The Chapman Creek watershed is approximately 7150 hectares in size, 6450 of which are located upstream of the intake. The creek extends 27 kilometers inland, with a maximum elevation of 976 metres above sea level. The surface area of Chapman Lake is approximately 34 hectares. The earliest flume was constructed by the Sechelt First Nations Band to transport drinking water to what is now modern day Sechelt. In 1967 the Sunshine Coast Regional District took over the water license from the Union Steamships, whom had originally obtained the license in 1929.
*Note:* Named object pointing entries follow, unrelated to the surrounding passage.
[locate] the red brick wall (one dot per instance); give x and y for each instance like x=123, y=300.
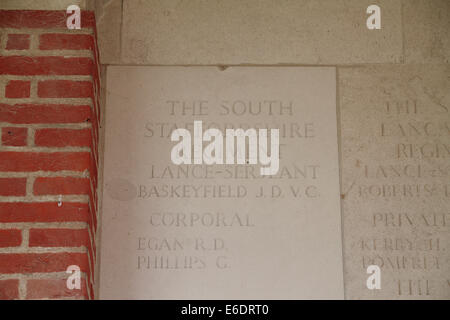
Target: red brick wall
x=49, y=116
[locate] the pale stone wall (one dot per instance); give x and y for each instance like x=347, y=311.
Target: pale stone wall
x=404, y=65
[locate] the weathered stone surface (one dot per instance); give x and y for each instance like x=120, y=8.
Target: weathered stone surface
x=225, y=240
x=427, y=31
x=395, y=128
x=108, y=14
x=259, y=32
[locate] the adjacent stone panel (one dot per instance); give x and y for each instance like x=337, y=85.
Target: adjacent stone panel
x=259, y=32
x=220, y=231
x=427, y=31
x=395, y=125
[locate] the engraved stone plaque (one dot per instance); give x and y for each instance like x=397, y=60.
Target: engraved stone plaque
x=220, y=231
x=395, y=126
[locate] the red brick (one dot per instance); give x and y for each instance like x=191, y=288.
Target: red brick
x=23, y=65
x=60, y=185
x=9, y=289
x=46, y=161
x=58, y=237
x=63, y=137
x=13, y=186
x=64, y=41
x=13, y=136
x=45, y=113
x=41, y=19
x=41, y=262
x=65, y=89
x=54, y=289
x=43, y=212
x=18, y=41
x=10, y=238
x=17, y=89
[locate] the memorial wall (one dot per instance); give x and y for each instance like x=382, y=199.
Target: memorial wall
x=363, y=179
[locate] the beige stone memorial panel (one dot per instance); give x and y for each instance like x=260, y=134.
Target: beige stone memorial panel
x=395, y=127
x=220, y=231
x=165, y=32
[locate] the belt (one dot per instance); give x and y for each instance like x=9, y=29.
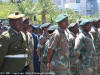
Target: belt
x=17, y=56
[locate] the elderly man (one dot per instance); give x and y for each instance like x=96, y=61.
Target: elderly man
x=13, y=46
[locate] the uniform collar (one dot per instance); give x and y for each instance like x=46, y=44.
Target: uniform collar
x=14, y=30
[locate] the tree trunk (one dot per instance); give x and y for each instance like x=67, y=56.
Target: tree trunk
x=43, y=18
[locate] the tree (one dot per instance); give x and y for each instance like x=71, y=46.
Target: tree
x=46, y=7
x=27, y=7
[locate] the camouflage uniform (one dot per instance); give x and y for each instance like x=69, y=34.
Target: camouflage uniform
x=43, y=46
x=86, y=48
x=30, y=43
x=59, y=44
x=73, y=66
x=96, y=39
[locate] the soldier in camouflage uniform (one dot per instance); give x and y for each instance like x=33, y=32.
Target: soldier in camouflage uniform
x=13, y=46
x=41, y=45
x=95, y=33
x=27, y=23
x=73, y=31
x=85, y=47
x=58, y=53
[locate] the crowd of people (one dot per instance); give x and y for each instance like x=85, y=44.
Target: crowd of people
x=62, y=49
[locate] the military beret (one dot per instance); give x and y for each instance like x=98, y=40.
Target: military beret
x=45, y=25
x=72, y=25
x=37, y=26
x=53, y=27
x=16, y=15
x=84, y=22
x=61, y=17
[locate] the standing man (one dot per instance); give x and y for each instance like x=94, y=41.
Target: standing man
x=85, y=47
x=58, y=53
x=13, y=46
x=30, y=42
x=41, y=44
x=73, y=32
x=95, y=33
x=36, y=35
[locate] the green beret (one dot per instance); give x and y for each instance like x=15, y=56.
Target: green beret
x=16, y=15
x=84, y=22
x=71, y=25
x=45, y=25
x=53, y=27
x=61, y=17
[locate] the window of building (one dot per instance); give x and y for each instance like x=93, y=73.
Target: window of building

Chapman Lake has a storage capacity of 680 million litres, while Edwards Lake has a storage capacity of 720 million litres. On average, 4 661 999 m3 of water are extracted annually from Chapman Creek, varying from 200-320 litres per second. The water withdrawn from the creek provides approximately 98% of the water which is consumed throughout the Chapman Creek System. The recharge zone (the surrounding area that supplies the lake with water) of Chapman Lake is much greater than that of Edwards Lake, giving Chapman Lake a greater ability to recover from sustained dry periods of low or no precipitation. Edwards Lake can be accessed via the trail network found in the Tetrahedron Provincial Park which is 6000 hectares in size.

Water Treatment Plant

The Chapman Creek Water Treatment Plant is located at the top of Reservoir Road in Selma Park. In 2001, the SCRD received approval for a $3.8 million Canada/BC Infrastructure grant to construct the Chapman Creek Water Treatment Plant. Construction of the plant began in February 2003 by the Nason Contracting Group Ltd. The plant construction was completed and the structure was fully operational by March 2004. The water treatment plant can process 24.5 million litres a day, while the reservoir has the capacity of just over 15 million litres.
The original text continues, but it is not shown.